As I mentioned earlier though, it would be stupid to say Windows is anywhere close to perfect...more so when you look at the security aspect of it. And I will agree with the fact that Microsoft has often taken ages to fix quite severe potential-exploits in the past. But things have been changing for the better during the last few months. There is clearly a greater awareness and they are definitely taking steps towards plugging holes in the OS. The fact that they're releasing a whole service pack that focuses almost solely on security does say something.
However, the point I was trying to make (and in retrospect, it seems like my wording wasn't too clear in my post) is that Microsoft is not solely responsible for all the problems an end user has. Very often, the user is equally responsible for not keeping up-to-date, especially when updates are posted right there on WU. You see people bitching about the fact that they have to download a few more updates each month. I think of it as a good thing. It shows that something is being done...that Microsoft is taking proactive steps to make the OS a little more secure, if anything.
Now regarding servers and business environments. That was something I did not consider in my post, and I will completely agree with the points both of you brought up in that respect.
Windows isn't meant for servers, it's true. Too much maintenance involved.
Managing IT for Business Value
I often wonder on which planet these people reside. They are always s going on about a new technology that will provide solutions to what in effect are incompatibilities between their systems and existing systems and beliefs.
Only yesterday I was in PC World (UK) and upon arriving at the check-out to pay for my ten blank CD’s looked at the operator’s cash till screen which can only be described as something lost in the nineteen sixties or seventies. How can a modern company expect to make any money using such out-dated software? My wife works for the Co-op (UK supermarket) they also base their modern EPOS systems straight out of the nineteen-seventies.
My own company still uses a text only database system called “image” by HP. This was placed in the skip by me about twelve years ago but they run their entire operation on it and within it. They even have recently spent £1.2 million on an application that runs only on the image database system. It runs under an emulator on a PC so what on earth are Microsoft going on about. Most large companies in the UK are still in effect on MSDOS V 5 and don’t know any better as they are all computer illiterate at the board level only using XP and Office applications for “typist and accounting (excel) functions.

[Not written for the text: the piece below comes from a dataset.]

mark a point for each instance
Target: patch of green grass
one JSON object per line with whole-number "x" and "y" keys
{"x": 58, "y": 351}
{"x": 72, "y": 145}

They use their IT department as middle-where engineers so that these applications can somehow talk to each other over a 64Kb line, madness.
How can any modern company still be using the old “client server” model which is as you point out, mission critical. The distributed database model incorporating peer to peer and client server is the way forward (like the internet). Clustered servers and the centralised view of data storage is by design, just to expensive to take further without the huge bandwidth required for the com’s links in large companies operations.
Centralised server operations are proposed by IT departments in order to retain control over their domain. They are in effect not the answer for a modern and flexible international company as all they provide is empowerment to the centralised server site/ethos/model and hence the IT department in their ever ending goal of total control over their own company and it’s operations. This will all change as directors and CEO’s get educated in IT.